# Condensation In Shower Skylight



## ethernetguru (Dec 17, 2008)

I've noticed quite a bit of condensation in the shower skylight. It's not on the inside of the shower (where you could touch it), or on the outsite, but in between the two pieces of clear plastic.

How do I keep this from happening? I had a previous trailer that condensated this way so badly that it ruined the ceiling from all the water!

Has any one else experienced this?

i just put in a MaxAirII vent in the bathroom so I could leave the vent open. I'll see if that helps.

Any other ideas? 
Chester

(sorry the pictures is so poor! You can see some condensation in the upper left part of the skylight. This was taken from outside obviously.)


----------



## huntr70 (Jul 8, 2005)

Is that in between the 2 layers of clear plastic??

If so, you need to check where it is getting in there. That is not normal to be between layers.

It can easily get that way on the very inside from steam, etc, but not between.


----------



## Lmbevard (Mar 18, 2006)

Would have to be a separation between the layers. You would have to check both inside and out to see where it's allowing moist air in. Could be a crack in one of the layers or a leak around the outside. Good luck and agree with you that that should not happen and could lead to worse things.


----------



## CamperAndy (Aug 26, 2004)

You really need to find the leak as that is most likely the issue. Pull the fan out of the ceiling of the bathroom and see if you can see standing water up there. Also inspect ALL caulking on the roof.


----------



## ethernetguru (Dec 17, 2008)

All, 
Thanks for the input.

Upon closer inspection around the skylight, I found some fairly significant cracks in the caulking. I re-caulked, and hopefully have caught it before too much damage has been done.

I'm not sure if I want to pull the inside skylight down and inspect the ceiling, or just leave well enough alone!

I did check the rest of the roof, and re-caulked a few areas. Nothing too major, but some stuff did look suspect.

Chester


----------



## CamperAndy (Aug 26, 2004)

You must pull down all inside vent trims and the inside sky lite to allow the area between the ceiling and the roof to dry. If you do not you will end up with mold and or dry rot.


----------



## CTDOutback06 (Apr 16, 2007)

CamperAndy said:


> You must pull down all inside vent trims and the inside sky lite to allow the area between the ceiling and the roof to dry. If you do not you will end up with mold and or dry rot.

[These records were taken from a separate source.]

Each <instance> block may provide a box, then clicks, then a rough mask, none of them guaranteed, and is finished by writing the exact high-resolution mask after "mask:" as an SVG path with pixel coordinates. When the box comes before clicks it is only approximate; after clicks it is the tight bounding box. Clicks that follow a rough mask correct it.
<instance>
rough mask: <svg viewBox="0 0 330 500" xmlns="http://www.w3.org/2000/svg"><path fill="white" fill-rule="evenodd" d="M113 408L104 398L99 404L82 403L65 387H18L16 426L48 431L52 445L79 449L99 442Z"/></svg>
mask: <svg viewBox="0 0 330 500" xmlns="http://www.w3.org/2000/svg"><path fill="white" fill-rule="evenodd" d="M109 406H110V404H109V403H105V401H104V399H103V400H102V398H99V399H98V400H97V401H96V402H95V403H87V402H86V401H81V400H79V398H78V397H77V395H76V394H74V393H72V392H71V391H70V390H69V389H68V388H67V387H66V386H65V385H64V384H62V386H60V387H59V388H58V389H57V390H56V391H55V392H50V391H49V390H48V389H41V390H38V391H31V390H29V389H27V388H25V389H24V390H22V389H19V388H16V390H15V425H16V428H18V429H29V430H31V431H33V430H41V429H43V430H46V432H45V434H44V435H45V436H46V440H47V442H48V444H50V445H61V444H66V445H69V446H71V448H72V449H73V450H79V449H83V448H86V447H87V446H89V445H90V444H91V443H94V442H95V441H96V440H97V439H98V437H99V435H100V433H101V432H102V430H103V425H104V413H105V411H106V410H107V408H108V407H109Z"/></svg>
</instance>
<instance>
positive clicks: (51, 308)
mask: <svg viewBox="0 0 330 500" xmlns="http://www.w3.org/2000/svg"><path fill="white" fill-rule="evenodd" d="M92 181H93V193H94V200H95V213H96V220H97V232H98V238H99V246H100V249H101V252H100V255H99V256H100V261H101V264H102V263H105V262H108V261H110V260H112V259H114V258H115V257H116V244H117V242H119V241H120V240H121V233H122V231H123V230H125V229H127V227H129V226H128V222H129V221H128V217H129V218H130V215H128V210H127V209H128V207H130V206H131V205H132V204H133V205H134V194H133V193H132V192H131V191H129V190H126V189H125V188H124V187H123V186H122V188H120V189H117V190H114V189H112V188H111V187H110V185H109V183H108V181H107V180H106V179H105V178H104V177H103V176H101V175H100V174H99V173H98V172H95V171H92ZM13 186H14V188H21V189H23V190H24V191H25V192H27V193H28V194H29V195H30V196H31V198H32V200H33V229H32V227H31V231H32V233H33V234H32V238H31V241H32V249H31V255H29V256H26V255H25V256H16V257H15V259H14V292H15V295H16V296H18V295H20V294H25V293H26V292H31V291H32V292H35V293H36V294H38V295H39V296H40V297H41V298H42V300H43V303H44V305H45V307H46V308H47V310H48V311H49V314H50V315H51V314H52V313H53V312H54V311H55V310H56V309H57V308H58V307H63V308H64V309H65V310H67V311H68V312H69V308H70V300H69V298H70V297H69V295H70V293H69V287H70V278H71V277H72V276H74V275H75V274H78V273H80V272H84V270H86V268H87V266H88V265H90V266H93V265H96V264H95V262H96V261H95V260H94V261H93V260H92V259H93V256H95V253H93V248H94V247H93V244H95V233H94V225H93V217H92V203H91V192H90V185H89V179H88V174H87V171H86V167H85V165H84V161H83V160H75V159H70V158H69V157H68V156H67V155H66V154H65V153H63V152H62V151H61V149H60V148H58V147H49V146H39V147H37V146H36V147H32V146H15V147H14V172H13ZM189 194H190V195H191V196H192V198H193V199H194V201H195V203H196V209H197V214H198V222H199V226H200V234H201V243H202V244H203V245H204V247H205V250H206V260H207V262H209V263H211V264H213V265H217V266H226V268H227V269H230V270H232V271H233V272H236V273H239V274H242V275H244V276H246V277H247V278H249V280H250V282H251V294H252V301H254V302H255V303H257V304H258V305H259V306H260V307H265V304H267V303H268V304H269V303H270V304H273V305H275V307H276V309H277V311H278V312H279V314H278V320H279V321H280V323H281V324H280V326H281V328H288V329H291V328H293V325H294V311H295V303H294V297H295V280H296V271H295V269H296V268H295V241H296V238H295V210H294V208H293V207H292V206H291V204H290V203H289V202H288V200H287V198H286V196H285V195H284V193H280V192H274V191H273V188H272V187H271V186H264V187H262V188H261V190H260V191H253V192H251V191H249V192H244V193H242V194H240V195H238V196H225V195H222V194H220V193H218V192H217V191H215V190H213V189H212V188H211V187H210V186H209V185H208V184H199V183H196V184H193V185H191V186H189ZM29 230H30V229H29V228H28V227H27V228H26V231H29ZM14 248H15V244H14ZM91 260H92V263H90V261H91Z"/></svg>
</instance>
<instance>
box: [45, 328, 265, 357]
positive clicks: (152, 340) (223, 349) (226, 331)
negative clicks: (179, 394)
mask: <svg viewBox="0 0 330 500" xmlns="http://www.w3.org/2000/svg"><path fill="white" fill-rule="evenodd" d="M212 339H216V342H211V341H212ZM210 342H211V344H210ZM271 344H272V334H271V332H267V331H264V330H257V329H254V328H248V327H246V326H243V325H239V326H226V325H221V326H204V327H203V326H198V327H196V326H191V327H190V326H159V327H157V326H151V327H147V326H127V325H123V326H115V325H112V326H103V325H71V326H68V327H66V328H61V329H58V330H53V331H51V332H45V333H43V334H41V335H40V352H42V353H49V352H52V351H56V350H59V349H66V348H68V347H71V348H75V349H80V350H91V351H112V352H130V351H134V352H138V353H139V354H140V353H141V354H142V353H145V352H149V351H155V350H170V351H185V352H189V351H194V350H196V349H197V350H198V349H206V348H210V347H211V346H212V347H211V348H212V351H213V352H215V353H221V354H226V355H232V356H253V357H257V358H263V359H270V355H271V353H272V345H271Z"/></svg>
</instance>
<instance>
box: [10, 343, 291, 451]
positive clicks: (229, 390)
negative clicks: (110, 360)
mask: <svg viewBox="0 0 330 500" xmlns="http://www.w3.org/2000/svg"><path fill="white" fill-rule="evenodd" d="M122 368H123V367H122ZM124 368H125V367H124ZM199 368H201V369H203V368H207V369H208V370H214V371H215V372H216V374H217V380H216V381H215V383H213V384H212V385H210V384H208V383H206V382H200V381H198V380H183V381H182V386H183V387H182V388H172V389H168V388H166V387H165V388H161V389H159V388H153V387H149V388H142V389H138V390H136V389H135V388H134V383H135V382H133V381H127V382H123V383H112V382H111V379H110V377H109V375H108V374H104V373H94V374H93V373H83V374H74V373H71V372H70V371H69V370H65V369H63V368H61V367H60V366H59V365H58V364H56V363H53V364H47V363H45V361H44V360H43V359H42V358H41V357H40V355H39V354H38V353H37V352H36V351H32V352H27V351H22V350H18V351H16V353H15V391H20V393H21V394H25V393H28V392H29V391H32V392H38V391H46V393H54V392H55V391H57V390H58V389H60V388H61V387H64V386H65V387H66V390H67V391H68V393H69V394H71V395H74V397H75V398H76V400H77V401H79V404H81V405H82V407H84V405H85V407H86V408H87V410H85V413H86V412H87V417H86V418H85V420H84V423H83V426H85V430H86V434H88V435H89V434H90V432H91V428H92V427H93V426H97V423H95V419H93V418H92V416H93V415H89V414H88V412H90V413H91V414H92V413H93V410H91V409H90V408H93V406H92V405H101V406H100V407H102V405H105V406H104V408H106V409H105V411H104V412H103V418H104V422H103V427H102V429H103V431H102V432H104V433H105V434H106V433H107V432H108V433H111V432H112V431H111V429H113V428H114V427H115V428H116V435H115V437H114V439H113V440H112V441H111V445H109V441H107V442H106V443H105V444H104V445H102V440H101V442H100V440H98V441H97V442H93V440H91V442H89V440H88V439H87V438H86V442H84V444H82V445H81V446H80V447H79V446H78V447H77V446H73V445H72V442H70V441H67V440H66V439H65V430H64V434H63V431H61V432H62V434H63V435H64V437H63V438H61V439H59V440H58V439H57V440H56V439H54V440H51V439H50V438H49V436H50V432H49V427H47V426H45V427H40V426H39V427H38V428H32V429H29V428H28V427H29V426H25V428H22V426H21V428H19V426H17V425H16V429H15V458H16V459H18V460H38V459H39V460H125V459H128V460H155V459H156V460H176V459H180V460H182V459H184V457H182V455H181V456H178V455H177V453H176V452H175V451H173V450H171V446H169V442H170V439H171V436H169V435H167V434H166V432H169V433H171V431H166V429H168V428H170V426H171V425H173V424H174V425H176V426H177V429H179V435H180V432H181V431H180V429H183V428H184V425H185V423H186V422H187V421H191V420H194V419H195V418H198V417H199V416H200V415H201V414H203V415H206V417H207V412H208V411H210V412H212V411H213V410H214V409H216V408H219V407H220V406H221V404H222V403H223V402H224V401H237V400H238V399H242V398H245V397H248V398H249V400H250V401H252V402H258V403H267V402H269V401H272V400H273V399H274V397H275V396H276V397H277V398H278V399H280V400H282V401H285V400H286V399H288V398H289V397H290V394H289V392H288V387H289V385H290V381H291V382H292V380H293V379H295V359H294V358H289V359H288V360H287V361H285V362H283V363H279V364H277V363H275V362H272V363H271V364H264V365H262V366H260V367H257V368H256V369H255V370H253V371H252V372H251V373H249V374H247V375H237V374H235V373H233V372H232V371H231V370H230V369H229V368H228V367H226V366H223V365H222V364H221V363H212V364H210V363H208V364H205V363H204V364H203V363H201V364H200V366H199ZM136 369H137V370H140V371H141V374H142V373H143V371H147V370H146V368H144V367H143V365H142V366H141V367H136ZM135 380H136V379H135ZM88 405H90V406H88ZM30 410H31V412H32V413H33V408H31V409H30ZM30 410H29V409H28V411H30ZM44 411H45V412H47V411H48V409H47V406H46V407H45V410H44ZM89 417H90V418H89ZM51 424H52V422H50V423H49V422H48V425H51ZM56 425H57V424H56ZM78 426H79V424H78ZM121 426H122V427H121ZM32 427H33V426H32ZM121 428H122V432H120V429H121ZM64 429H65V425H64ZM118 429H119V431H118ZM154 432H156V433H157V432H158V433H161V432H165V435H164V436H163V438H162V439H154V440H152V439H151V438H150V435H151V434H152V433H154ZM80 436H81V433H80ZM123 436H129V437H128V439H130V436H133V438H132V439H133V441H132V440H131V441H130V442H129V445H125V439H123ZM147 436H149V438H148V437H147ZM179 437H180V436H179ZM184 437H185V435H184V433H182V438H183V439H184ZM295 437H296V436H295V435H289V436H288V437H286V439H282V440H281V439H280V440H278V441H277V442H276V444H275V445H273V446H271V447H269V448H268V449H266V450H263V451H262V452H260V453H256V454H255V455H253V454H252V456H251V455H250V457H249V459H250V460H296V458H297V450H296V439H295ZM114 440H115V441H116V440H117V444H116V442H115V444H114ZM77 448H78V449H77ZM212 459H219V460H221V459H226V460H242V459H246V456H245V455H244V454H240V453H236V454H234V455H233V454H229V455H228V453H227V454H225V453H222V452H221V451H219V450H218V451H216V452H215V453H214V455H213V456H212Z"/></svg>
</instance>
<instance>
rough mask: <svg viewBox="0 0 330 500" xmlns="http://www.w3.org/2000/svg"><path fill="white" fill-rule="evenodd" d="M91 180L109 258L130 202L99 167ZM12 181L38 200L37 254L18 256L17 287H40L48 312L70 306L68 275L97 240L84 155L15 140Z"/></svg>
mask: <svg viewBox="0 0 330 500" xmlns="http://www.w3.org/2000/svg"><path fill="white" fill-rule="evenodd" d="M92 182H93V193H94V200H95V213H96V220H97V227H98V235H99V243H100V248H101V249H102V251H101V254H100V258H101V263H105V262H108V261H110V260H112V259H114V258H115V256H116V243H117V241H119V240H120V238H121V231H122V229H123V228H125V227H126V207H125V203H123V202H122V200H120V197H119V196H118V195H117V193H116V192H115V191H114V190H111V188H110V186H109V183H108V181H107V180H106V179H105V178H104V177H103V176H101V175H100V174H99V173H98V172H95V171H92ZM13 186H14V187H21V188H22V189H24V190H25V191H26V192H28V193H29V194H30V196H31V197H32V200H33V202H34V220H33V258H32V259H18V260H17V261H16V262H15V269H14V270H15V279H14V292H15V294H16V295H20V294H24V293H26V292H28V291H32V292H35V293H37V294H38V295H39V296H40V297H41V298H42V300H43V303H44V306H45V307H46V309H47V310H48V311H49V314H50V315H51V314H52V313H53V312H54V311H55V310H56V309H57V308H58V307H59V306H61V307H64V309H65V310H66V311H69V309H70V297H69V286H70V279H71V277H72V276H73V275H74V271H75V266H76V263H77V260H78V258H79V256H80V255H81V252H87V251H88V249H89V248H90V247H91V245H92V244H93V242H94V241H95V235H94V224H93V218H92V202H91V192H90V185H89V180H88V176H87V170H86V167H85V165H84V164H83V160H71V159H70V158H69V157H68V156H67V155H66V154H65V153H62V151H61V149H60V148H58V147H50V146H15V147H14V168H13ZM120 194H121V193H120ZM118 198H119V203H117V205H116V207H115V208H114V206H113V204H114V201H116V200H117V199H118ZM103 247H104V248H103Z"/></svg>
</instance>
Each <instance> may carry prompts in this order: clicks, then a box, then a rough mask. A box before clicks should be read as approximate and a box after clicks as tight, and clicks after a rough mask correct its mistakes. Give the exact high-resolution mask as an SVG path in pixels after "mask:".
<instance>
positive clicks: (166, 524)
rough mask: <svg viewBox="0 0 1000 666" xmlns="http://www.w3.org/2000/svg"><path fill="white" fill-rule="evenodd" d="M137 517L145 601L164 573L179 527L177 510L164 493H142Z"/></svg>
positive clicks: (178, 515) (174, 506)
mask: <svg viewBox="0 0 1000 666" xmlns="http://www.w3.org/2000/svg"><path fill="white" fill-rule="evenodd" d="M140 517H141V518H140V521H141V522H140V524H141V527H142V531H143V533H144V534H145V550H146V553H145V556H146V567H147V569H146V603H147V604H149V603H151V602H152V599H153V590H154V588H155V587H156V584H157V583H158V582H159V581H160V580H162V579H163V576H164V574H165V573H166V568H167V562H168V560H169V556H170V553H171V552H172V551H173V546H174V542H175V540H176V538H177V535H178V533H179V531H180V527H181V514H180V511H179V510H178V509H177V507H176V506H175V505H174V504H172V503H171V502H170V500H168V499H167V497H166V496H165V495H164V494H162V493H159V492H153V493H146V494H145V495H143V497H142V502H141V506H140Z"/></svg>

I agree wholeheartedly!!! We had our outer dome cracked by a neighbor last season and we got rain in it. Our dealer had a hard time getting the replacement from Keystone ( a whole other story entirely) but once they did he pulled everything including the inner dome and checked for leaks. Fortunately it wasn't wet up inside there but he did do that. He also used some kind of special caulking that gets really hard fast, can't remember what it was now but I know it wasn't just regular caulking.


----------



## Oregon_Camper (Sep 13, 2004)

Agree with others...you need get that water our or risk making things worse. Mold is not your friend..


----------



## True Islander (Jan 4, 2009)

Oregon_Camper said:


> Agree with others...you need get that water our or risk making things worse. Mold is not your friend..


It is not a major job to take the inside light out, just six or eisght screws. If you don't you probably be sorry as the others have said.


----------